As pointed out last week, when depreciation was first incorporated into the world’s Generally Accepted Accounting Principles (GAAP), it was supposed to represent how a capital asset declined in value over time. Were business executives to take depreciation seriously, they’d look at their balance sheets, see that the company’s asset value is declining, and do something about it.

Well, no. It isn’t that simple.

First and foremost, one of the key metrics Wall Street Analysts rely on is Return on Assets (ROA). As most 5th graders can tell you, there are two ways to improve ROA: Increase returns, or decrease assets.

It’s metrics at its finest: decrease asset value as reported on the balance sheet and voila! Without any change in actual competitiveness the company’s financial performance magically improves.

Now imagine you’re in charge, and you have a relentless focus on long-term sustainability instead. What would you do differently?

High on your list might be squirreling away the funds needed to replace obsolete business assets as they become increasingly valueless, ROA be damned.

Nice thought. One minor gotcha: Time, trends, and evolving marketplaces have made some of those assets irrelevant. Or, worse, they’re part of a business infrastructure that impedes your ability to redirect the company in a direction that’s more in harmony with changing competitive demands.

So it isn’t as simple as replacing assets as they become obsolete.

In IT it’s even less simple, because assets that aren’t the least bit obsolete … well-engineered business applications that support important segments of the business quite well … can still require platforms that for one reason or another are marketplace failures.

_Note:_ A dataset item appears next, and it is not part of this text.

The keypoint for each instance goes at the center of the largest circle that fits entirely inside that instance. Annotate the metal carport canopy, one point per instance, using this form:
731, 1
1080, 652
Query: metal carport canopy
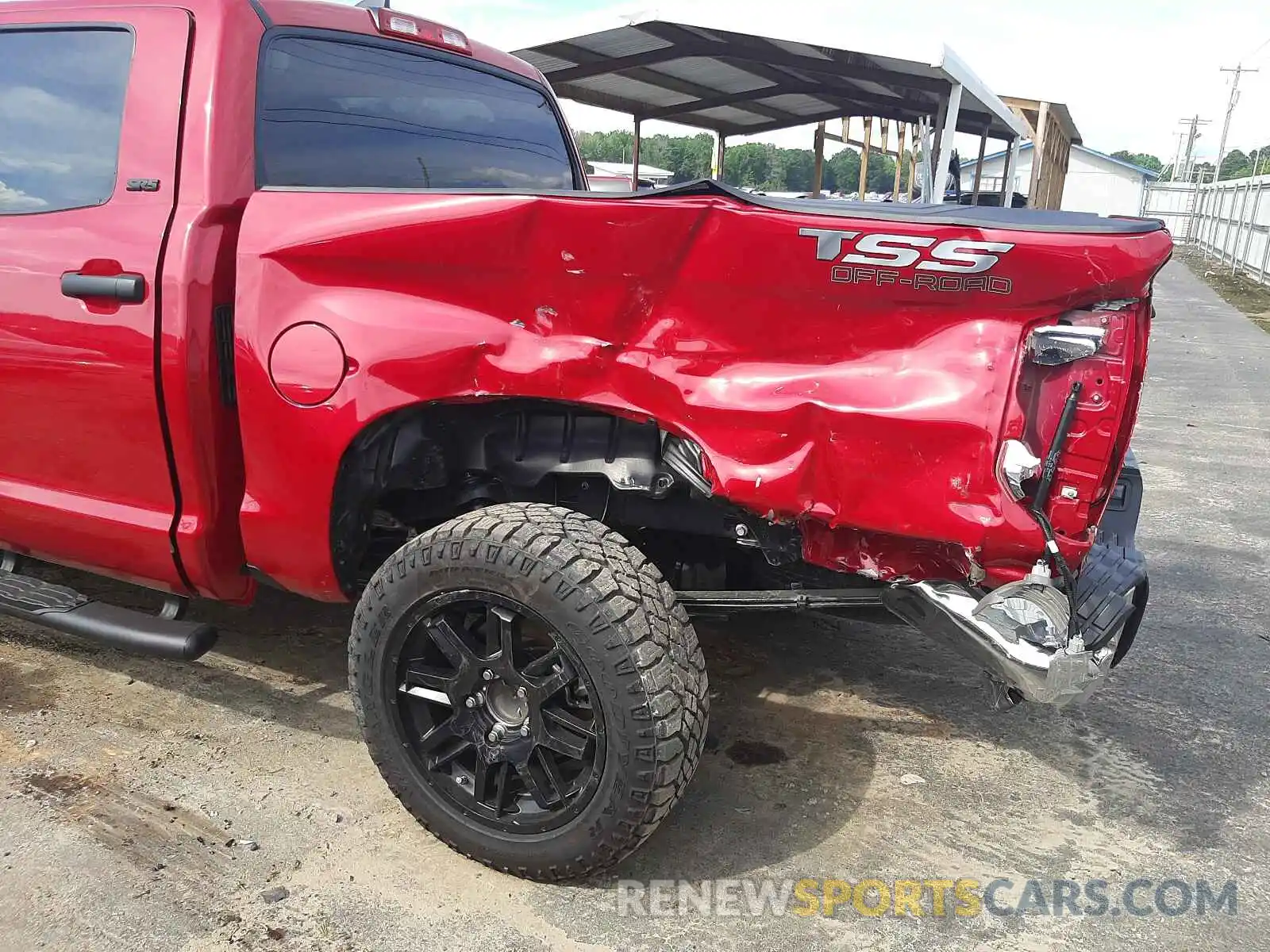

Like it or not, and it’s usually not, your choices are limited: Redevelop the offending application on and for platforms that seem to have some staying power, or replace it with a commercial package that will do the job and seems to have some staying power.

It’s Hobson’s Choice: Rewrite or convert.

For this case, the underlying principle seems to hold: The business needs to keep money in the bank for use replacing applications and their underlying infrastructure when one, the other, or both are reaching their limits of viability.

It’s downright strange, isn’t it? While you have to replace a perfectly serviceable application because it or the platforms it uses aren’t making it in the marketplace, your buddy down the road has to replace a major application … an ERP suite, perhaps … that’s a major marketplace player, only it’s become a liability because it can’t be configured to effectively support the company’s future business strategies and tactics.

Or, another friend finds herself retiring one application because it supports a business her company is no longer in, while also having to implement an entirely different piece of software that’s needed for the business it’s going to be in.

What do all these permutations have in common?

In every case, dealing with the situation will take time, effort, expertise, and money. It will take them because of a fact known only to a small number of highly insightful individuals who belong to a secret society called, with apologies to Drew Carey, Everyone.

That fact: The future is generally different from the present. More, it’s different in ways that are only predictable in the million-monkeys sense that if enough people make predictions, the odds are pretty good that through nothing more than random chance, a few of them will end up guessing right.

Its future being different from its past, the tools a company will need to deal with the future will be different from those it needed in the past, too, not to mention that the tools available to it will be different from those that were available in the past.

Which gets us to this: Running a sustainable business calls for constant reinvestment, and when it doesn’t that just means the investment that isn’t needed this year will be needed in spades next year or the year after.

Which is yet another reason stock buy-backs are such a terrible idea: They take cash that could be invested in sustainability and get rid of it in order to prop up the price of a share of stock. So when the company finds it needs the money after all, it only has one choice left to it:

Issue a bunch of new shares of stock.

ManagementSpeak: Quick question.

Translation: I don’t have the patience to try to understand a correct answer.

Contributor Eric Johansen was quick-witted enough to question the meaning of “quick question.”